ABU DHABI: The UAE and its allies warned Sunday of the rising threat of drone attacks, as Middle East militants rapidly acquire a taste for the cheap and easily accessible unmanned systems.
But while the countries called for a collective effort to protect airspaces against the small and often hard to detect targets, one question remained: how to easily stop a drone attack?
"We have to unite to prevent the use of drones from threatening civilian safety and destroying economic institutions," Mohammed bin Ahmed al-Bowardi, United Arab Emirates' Minister of State for Defence Affairs, said at a defence conference in Abu Dhabi.
The Unmanned Systems Exhibition (UMEX), running until Wednesday, began in the UAE capital with regional and Western military and industry representatives, including from the United States, Britain and France.
Speakers addressed the importance of developing such systems for civil and military uses but also acknowledged their dangers when used by groups deemed a threat to the region.
While the event will showcase the latest in high-tech drone technology, the host country warned that such weapons are becoming cheaper and more widespread.
They are now part of the arsenals of "terrorist groups that use the systems to terrorise civilians or to impact the global system in a negative way," said the UAE's Minister of State for Artificial Intelligence, Omar bin Sultan al-Olama.
"That is a challenge that requires us to... work together to ensure that we can create a shield against the use of these systems."
The UAE is part of a military coalition that has been fighting in Yemen since 2015 to support the government against Iran-backed Houthi rebels.
While the Emirates announced it withdrew its troops from the country in 2019, it remains an influential player, backing fighters there.

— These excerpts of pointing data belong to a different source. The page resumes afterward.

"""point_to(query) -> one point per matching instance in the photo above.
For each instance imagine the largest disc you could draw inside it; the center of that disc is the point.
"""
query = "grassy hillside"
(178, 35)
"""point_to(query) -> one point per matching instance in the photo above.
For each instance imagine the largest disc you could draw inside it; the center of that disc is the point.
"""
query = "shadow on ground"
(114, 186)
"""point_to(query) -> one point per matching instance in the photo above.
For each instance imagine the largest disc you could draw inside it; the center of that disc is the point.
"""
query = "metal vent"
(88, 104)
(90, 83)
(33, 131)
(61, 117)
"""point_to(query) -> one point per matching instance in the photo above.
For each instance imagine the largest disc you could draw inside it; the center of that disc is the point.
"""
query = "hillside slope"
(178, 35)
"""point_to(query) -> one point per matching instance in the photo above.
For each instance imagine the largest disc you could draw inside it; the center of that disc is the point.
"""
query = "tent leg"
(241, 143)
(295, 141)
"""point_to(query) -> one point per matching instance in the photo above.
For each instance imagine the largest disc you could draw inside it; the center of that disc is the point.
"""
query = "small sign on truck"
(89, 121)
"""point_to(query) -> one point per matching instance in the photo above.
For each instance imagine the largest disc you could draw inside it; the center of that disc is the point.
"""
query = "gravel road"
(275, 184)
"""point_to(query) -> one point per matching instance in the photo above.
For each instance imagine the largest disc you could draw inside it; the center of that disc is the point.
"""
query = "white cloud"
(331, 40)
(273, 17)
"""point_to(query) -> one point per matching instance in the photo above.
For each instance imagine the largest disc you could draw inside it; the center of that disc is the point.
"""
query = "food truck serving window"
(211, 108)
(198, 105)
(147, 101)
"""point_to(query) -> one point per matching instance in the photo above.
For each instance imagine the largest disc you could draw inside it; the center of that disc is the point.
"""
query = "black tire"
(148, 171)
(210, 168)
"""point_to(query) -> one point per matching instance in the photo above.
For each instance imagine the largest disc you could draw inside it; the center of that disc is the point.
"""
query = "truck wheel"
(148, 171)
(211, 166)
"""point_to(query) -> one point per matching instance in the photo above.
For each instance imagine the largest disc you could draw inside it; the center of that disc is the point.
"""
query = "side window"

The UAE has been on heightened alert since a Houthi drone and missile attack killed three oil workers in Abu Dhabi on January 17. Authorities have since thwarted three similar attacks, including one claimed by a little-known militant group believed to have ties with pro-Iran armed factions in Iraq.
The UAE’s staunch ally the United States has deployed a warship and fighter planes to help protect the Middle East financial and leisure hub, usually a safe haven in the volatile region.

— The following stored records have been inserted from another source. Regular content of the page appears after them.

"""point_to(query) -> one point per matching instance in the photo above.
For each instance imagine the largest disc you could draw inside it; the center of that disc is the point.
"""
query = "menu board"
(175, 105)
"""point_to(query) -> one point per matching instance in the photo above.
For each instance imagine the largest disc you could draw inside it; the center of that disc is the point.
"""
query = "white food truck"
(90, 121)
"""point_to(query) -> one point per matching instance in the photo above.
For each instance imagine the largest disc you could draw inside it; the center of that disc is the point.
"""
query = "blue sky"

France also said it would bolster its defense cooperation with the UAE, mostly in securing its air space.
In December, the Coalition to Restore Legitimacy in Yemen said the Houthis had fired more than 850 attack drones and 400 ballistic missiles at Saudi Arabia in the past seven years, killing a total of 59 civilians.
That figure compares with the 401 coalition air raids carried out in January alone over Yemen, according to the Yemen Data Project, an independent tracker which reported around 9,000 civilian fatalities from the strikes in that country since 2015.
Last year the United States and Israel said an Iranian drone attacked a ship managed by an Israeli billionaire as it sailed off Oman. Two crew members were killed.
More recently, Israel’s military said its air defenses fired at a drone that had crossed into its airspace from Lebanon on Friday, the second such intrusion in as many days.
Such incidents have again raised concerns about the dangers of bomb-laden drones. Some are difficult for radars to detect and require a complex process to shoot down without causing casualties from falling shrapnel.
These are concerns and challenges that “our adversaries” do not have, said Major General Sean A. Gainey, US Army director of the Joint Counter-Small Unmanned Aircraft Systems Office. “They’re rapidly purchasing this stuff off the shelf, redesign it, taking the great technology that’s being developed for good, and then employing it” for other purposes, he said.
One way of countering a drone attack is to integrate artificial intelligence in air defense systems.
“They can detect a target through some form of AI, track that target and ultimately defeat that target,” Gainey said, adding: “AI is going to be a key component to the counter-UAS fight.”